Rarely a week goes by without hearing about some teen who committed suicide or a terrible act of violence because of bullying. Bullying isn’t new. In fact, I would imagine everyone reading this was teased or bullied to the point of tears at some point in their life.
Parents have struggled for years to find ways to help their children deal with the inevitable feelings of sadness, fear or worry that often result from the behavior of bullies. You probably heard “They are just jealous.”, “Ignore her” or “Stand up to him” from your own parents.
I have looked for years to find a great resource for tweens and teens to help them deal with “mean girls” and bullies from a Christian perspective. It is finally being released this week. Stand Strong by Nick Vujicic is the best book on bullying I have seen and the best part is that it is written from a Christian perspective.
Nick Vujicic was born without arms and legs. He is very open about his journey learning to accept his disability and the role his faith had in the process. He has written several other books for adults on his life and how he has triumphed when others had doubts. This time his book was written to help kids and teens learn how to stand strong in the face of teasing, bullies, mean girls and the other terrors that are destroying many of our young people today.
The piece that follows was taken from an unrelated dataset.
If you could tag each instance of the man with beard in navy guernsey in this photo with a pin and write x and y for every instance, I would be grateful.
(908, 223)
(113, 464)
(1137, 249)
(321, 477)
Vujicic is not a pollyanna. He even attempted suicide at the age of ten and is quite open about the incident, his thought process and the thinking that prevented him from going through with it. He doesn’t throw platitudes at readers either. Instead he has developed one of the best plans I have ever seen to set up a wall of protection against bullies and their tactics.
It’s hard to pick a favorite part of the book. Vujicic’s plan is so thorough and so concrete, I think it will help teens who aren’t currently being harassed as well. It involves so many of the life skills all teens need to become godly individuals and develop into the people God meant for them to be.
Vujicic strongly encourages readers to develop a relationship with God. Even though it is a major part of his plan, he does not try to force teens to believe. In fact, he quotes stories of teens who are not Christian, but used other parts of his plan to stand strong against bullies.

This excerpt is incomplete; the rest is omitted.